Breaking news ahead of the Leicester match on Saturday, that Peter Kenyon is looking to put together a deal to buy Newcastle United from Mike Ashley.
Sky News have broken the story and say that Peter Kenyon has approached a number of potential backers to help buy the club.
Kenyon has been chief executive at both Chelsea and Man Utd and is said to see massive possibilities in terms of expanding the club revenues, especially on the commercial side.
It is embarrassing the way Newcastle United is run on the business and football side (apart from Rafa Benitez), so if Peter Kenyon did succeed in buying the club, NUFC would be getting the chance of at last having the club run in a professional and potentially very successful manner.
Peter Kenyon is working with advisers on a deal to buy the Magpies from Mike Ashley, Sky News can exclusively reveal.
The former Manchester United and Chelsea chief executive Peter Kenyon is plotting a takeover bid for Newcastle United that could end Mike Ashley’s decade-long ownership of the Premier League club.
Sky News can reveal that Mr Kenyon has approached a number of potential financial backers in recent weeks about the idea of collaborating on a deal.
City sources said this weekend that he was working on a bid with Rockefeller Capital Management, a New York-based firm run by Greg Fleming, one of the most prominent figures on Wall Street from his time at Merrill Lynch and then Morgan Stanley’s wealth and asset management divisions.
Mr Kenyon, who is now a director of a sports consultancy business called Opto Advisers, is said by potential investors to have held preliminary talks with Mr Ashley, the Sports Direct chief executive who bought Newcastle in 2007.
The value likely to be attached to Mr Kenyon’s offer was unclear on Saturday.
If a bid from him was successful, Mr Kenyon would take a senior role in the running of the club, according to a source who has been told about his plans.
He is said to believe that there is a significant opportunity to expand Newcastle’s commercial revenues, with the club enjoying a significant international following as well as a large and loyal support at St James’s Park.
However, any takeover is far from guaranteed, and is partly dependent upon Mr Kenyon securing financing commitments from investors.
In the last few weeks, he has approached a number of private equity firms, high net worth individuals and family offices about backing an offer for Newcastle, although the status of those discussions was unclear this weekend.
Mr Kenyon has forged close ties with a number of Chinese investors in European football clubs, although it is not known whether any of the prospective funders of his bid for Newcastle United would be from the world’s second-largest economy.

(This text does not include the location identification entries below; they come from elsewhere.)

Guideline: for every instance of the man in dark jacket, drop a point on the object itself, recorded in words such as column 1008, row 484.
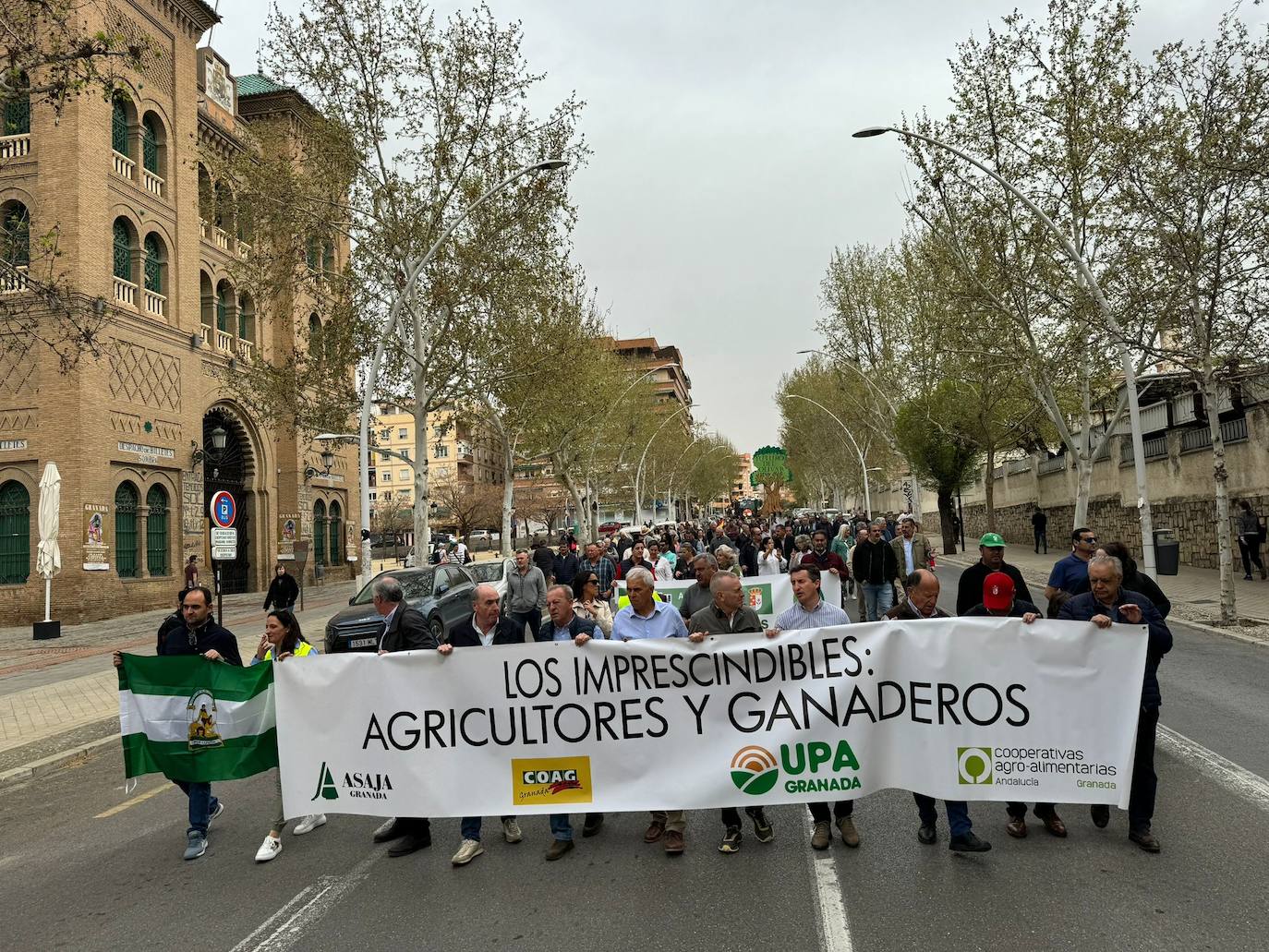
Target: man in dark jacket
column 991, row 559
column 404, row 630
column 999, row 602
column 923, row 602
column 1106, row 603
column 199, row 635
column 284, row 590
column 876, row 569
column 482, row 630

He remains a credible figure in the football world, having run two of the English game’s most successful teams.
After leaving Chelsea in 2009, Mr Kenyon had a spell at the helm of the international sports division of Creative Artists Agency, the talent management group.
He resigned from CAA in 2011, since when he has played what associates describe as a behind-the-scenes role in a number of sizeable football deals.
Many Newcastle fans are desperate for a change of owner, having seen their team – who play Leicester at home in the Premier League on Saturday – relegated twice during Mr Ashley’s tenure.
Despite formally putting the club up for sale, however, there have been significant obstacles to a deal, including his reported £400m asking price for the club.
Mr Ashley, who recently orchestrated Sports Direct’s £90m acquisition of House of Fraser within hours of it falling into administration, originally put Newcastle on the market last October, saying he hoped to find a buyer by Christmas.
Since then, he has held talks with several bidders, including Amanda Staveley, the City financier behind a vehicle called PCP Capital Partners.
Negotiations between Mr Ashley and PCP, which was said to have proposed a deal structured to be worth in the region of £300m including deferred payments, broke down earlier this year.
It is unclear whether the Sports Direct tycoon is engaged in talks with any other prospective buyers of the club.
Renewed speculation about the Magpies’ future ownership comes amid talks about prospective takeovers of other prominent Premier League clubs.
Allisher Usmanov, the Ukrainian tycoon, recently sold his £600m stake in Arsenal to fellow shareholder Stan Kroenke, a deal which has triggered the club’s delisting from a junior London stock exchange.
Meanwhile, Roman Abramovich, the Russian owner of Chelsea, has been exploring options for his shareholding following his withdrawal of an application to renew his investor visa.